That was my initial thought. The doors will only weigh a few pounds compared to the 100+ that the slides are rated for.

I was considering some sort of trolley rig. But I'm not sure how the doors could open as far.


----------



## chopnhack (Dec 16, 2007)

What would you mount it to and how would you mount it becomes the question. It would be pretty difficult to mount in the fully closed position, no?


----------



## 4DThinker (Mar 13, 2013)

cabinetman said:


> So...you have done it?


I've used two slides on one side of a tall drawer in a PC cabinet where I needed the other side open for access. My students have done assorted short and tall cabinets over the years using the OP's idea. Always very impressive to see. 

4D


----------



## cabinetman (Jul 5, 2007)

4DThinker said:


> I've used two slides on one side of a tall drawer in a PC cabinet where I needed the other side open for access. My students have done assorted short and tall cabinets over the years using the OP's idea. Always very impressive to see.
> 
> 4D


Full extension slides are designed for vertical loads. Installing on one side begs for bearing failure.

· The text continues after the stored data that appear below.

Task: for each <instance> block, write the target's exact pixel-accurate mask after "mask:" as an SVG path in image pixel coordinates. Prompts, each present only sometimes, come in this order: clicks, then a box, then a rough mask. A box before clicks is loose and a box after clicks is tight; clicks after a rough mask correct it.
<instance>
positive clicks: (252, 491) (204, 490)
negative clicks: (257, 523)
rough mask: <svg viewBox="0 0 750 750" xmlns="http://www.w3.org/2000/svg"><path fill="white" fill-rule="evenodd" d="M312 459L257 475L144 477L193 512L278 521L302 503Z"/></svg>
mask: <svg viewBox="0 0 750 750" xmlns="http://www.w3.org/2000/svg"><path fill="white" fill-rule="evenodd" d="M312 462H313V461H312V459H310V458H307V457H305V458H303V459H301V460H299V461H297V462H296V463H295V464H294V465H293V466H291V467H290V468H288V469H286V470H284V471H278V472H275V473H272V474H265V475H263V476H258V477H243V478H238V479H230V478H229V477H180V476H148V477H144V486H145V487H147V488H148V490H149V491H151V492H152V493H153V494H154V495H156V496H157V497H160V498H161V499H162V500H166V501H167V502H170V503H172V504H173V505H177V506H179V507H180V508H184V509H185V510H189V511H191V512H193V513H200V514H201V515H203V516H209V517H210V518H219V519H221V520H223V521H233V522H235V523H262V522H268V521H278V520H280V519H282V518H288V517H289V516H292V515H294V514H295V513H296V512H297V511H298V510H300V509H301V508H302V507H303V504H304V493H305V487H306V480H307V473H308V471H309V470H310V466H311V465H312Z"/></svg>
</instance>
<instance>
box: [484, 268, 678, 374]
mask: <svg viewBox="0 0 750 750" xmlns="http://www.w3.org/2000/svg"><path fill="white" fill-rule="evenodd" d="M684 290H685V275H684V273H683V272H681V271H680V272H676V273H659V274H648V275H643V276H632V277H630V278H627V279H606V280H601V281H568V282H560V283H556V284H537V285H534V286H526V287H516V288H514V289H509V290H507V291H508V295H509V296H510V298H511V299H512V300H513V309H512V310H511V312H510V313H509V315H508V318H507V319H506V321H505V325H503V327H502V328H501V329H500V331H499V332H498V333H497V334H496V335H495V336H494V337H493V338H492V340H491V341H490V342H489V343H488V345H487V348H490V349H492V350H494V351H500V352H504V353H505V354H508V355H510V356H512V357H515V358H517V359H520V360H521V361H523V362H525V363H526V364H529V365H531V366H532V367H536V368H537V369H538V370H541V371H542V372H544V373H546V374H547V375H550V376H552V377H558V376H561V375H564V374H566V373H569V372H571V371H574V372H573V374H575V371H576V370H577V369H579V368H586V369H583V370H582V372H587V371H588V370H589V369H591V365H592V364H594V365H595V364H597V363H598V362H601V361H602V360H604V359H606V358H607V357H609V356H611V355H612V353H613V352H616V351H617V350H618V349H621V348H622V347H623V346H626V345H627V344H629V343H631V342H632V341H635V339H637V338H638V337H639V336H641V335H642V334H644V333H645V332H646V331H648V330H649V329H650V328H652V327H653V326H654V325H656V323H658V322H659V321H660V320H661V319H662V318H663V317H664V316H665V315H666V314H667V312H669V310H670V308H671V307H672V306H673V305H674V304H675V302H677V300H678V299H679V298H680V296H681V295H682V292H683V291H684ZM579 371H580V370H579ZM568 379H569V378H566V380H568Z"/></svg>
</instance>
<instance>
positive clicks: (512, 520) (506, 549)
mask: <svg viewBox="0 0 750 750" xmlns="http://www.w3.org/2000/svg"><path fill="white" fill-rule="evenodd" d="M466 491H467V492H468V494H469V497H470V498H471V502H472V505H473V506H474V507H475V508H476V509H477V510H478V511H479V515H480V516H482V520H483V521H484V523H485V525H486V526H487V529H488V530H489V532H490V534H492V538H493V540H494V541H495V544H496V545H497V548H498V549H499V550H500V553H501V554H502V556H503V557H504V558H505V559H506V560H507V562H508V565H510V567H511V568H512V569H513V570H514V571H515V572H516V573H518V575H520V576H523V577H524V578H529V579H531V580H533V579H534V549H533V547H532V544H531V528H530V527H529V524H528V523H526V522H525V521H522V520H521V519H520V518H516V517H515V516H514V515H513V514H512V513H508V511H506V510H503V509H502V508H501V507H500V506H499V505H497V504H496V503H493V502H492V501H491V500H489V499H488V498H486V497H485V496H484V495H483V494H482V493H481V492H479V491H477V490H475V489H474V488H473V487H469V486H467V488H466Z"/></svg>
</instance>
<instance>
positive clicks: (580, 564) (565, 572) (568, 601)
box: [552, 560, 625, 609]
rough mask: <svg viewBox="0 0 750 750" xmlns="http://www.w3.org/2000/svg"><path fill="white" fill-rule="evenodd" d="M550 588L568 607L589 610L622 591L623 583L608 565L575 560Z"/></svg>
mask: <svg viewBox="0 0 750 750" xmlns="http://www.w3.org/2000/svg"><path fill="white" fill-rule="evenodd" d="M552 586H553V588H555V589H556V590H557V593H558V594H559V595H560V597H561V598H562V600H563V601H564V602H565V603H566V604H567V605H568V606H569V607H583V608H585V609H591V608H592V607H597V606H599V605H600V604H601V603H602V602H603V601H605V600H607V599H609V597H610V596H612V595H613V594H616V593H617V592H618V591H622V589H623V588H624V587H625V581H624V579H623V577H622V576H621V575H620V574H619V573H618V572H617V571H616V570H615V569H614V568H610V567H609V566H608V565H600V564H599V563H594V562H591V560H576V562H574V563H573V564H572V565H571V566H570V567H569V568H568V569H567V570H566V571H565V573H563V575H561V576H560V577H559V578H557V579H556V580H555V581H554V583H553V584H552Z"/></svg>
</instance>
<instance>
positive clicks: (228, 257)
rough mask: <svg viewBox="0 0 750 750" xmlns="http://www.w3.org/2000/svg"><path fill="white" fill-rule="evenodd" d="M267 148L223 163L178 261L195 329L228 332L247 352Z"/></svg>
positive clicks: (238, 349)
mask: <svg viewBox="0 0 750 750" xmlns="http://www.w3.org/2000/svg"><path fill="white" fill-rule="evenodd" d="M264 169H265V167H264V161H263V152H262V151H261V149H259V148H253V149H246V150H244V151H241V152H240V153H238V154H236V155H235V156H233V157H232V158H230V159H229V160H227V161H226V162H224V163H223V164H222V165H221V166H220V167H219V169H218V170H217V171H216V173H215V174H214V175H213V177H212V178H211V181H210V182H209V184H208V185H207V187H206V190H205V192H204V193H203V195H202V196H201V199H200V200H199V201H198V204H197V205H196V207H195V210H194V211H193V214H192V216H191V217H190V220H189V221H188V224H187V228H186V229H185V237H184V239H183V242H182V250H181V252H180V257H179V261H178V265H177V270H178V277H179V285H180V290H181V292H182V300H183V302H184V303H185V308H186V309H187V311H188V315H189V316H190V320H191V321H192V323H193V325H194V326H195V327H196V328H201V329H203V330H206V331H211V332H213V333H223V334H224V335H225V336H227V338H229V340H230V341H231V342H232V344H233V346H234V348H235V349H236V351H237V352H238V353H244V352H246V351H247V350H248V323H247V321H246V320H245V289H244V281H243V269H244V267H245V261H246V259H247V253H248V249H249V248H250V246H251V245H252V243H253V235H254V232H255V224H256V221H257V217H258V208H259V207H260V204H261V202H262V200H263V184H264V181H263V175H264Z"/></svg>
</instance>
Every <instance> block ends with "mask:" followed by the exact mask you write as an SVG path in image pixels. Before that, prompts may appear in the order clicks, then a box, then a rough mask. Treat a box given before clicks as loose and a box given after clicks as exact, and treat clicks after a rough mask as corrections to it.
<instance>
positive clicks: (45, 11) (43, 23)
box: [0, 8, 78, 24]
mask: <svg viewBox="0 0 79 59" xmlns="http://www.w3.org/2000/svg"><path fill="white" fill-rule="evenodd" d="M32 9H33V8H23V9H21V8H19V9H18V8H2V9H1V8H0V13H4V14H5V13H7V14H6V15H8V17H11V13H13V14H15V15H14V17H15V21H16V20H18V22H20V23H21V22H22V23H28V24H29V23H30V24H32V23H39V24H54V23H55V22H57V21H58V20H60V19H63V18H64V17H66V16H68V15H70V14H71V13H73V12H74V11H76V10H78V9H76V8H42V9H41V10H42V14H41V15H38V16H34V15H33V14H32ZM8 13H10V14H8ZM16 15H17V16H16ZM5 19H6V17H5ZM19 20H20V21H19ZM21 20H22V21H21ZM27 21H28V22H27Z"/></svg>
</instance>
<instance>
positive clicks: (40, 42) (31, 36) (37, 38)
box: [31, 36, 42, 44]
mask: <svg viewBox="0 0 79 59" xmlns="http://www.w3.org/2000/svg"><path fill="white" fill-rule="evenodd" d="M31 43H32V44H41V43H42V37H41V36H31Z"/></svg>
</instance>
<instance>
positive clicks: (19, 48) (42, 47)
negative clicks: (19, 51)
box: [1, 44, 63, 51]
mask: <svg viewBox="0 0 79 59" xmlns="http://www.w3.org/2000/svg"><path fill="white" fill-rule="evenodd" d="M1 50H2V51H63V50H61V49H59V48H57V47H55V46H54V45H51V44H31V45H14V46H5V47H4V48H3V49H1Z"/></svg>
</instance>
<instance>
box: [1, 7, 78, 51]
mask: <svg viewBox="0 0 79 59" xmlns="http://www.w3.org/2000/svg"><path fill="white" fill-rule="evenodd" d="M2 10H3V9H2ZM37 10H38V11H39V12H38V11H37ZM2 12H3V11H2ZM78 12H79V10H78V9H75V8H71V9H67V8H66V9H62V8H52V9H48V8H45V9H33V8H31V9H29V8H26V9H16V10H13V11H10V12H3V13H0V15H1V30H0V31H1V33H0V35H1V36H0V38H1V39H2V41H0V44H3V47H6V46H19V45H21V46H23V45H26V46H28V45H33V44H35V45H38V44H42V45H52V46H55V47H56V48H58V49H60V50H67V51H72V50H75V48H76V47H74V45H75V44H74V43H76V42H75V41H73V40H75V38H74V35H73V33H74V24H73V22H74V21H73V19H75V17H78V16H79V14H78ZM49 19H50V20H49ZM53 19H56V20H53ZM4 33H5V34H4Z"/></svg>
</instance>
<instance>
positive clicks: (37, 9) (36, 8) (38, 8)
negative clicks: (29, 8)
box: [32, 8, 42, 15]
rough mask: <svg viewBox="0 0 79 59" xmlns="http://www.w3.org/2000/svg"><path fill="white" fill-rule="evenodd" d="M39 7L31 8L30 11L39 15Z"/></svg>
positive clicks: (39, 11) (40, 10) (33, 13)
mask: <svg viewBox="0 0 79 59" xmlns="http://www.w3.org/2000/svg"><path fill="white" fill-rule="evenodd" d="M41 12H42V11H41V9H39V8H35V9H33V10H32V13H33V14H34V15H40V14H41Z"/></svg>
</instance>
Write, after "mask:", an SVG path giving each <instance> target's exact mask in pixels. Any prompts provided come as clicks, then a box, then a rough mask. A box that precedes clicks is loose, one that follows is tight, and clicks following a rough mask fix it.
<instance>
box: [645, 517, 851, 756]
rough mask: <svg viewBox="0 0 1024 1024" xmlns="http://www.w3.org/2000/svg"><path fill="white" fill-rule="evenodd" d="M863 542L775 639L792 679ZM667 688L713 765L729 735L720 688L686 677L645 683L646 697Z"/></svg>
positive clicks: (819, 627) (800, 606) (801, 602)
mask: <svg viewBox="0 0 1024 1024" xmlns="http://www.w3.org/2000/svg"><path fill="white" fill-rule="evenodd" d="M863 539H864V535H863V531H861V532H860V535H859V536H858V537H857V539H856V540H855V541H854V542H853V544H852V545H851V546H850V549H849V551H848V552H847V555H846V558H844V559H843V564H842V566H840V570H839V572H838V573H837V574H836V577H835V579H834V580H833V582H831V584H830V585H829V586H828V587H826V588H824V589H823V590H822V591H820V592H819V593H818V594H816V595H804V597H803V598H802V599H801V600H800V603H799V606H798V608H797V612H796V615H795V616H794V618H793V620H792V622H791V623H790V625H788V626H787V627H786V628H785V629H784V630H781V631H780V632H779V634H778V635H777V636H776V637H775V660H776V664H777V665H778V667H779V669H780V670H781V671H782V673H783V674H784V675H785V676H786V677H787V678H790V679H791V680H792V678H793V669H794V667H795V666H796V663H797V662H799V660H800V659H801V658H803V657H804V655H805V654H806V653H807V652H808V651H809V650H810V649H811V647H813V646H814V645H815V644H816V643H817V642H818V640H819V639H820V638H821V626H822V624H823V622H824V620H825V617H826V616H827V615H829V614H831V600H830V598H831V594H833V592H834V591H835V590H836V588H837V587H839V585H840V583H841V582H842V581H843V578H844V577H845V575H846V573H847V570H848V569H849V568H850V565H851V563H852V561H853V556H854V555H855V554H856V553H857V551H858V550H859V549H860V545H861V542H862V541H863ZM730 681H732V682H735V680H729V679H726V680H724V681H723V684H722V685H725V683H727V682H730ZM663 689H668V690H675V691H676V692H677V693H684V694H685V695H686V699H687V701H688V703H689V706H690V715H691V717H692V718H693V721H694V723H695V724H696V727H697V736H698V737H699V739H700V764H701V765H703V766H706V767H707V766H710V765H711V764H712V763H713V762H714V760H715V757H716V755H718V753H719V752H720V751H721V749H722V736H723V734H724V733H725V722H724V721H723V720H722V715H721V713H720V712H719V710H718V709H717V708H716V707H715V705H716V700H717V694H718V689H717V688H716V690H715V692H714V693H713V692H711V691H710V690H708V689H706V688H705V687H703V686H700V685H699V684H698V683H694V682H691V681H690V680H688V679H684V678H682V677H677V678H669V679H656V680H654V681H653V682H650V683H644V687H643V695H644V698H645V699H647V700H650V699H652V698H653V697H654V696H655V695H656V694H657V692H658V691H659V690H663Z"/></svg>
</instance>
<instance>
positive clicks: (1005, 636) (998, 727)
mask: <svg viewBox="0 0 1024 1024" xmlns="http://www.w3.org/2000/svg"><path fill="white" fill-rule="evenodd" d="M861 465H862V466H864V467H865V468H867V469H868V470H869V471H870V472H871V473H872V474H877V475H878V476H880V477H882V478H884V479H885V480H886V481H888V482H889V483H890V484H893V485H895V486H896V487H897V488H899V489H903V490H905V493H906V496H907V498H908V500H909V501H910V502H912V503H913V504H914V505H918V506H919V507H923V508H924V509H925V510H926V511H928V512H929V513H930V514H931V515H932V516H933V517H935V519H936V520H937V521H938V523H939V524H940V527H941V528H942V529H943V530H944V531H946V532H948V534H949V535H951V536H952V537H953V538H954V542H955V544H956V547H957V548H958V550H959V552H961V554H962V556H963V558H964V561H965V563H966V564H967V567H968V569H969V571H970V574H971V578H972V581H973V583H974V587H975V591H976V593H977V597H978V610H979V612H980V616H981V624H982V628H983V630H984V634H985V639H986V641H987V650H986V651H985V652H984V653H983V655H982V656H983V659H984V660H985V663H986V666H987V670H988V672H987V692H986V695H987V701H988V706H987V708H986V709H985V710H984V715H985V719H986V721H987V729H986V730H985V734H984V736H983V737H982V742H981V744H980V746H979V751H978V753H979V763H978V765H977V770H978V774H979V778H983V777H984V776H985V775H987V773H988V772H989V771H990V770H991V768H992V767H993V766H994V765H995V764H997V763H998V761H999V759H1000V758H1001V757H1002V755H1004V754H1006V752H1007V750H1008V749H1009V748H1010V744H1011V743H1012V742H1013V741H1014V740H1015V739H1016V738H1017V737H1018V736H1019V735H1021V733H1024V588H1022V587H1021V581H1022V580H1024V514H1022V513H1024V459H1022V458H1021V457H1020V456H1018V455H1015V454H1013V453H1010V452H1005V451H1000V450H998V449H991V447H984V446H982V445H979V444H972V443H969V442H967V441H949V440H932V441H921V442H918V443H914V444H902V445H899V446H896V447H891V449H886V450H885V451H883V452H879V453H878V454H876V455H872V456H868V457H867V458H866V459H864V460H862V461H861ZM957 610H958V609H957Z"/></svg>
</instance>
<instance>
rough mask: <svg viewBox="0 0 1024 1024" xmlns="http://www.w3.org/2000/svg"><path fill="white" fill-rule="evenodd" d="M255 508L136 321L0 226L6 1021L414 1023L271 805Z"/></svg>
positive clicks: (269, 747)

While the slides appear and feel like they are captive, when extended, allows for movement. If one slide was used at the top, the door wouldn't hang straight without some type of bottom guide.

With the design provided by the OP, there would have to be a front apron/valence to cover the cabinet member when the door is extended on the slide. The hardware will show. There is sliding door hardware that is more discrete, and designed for the application of two doors to slide on one track.


















.


----------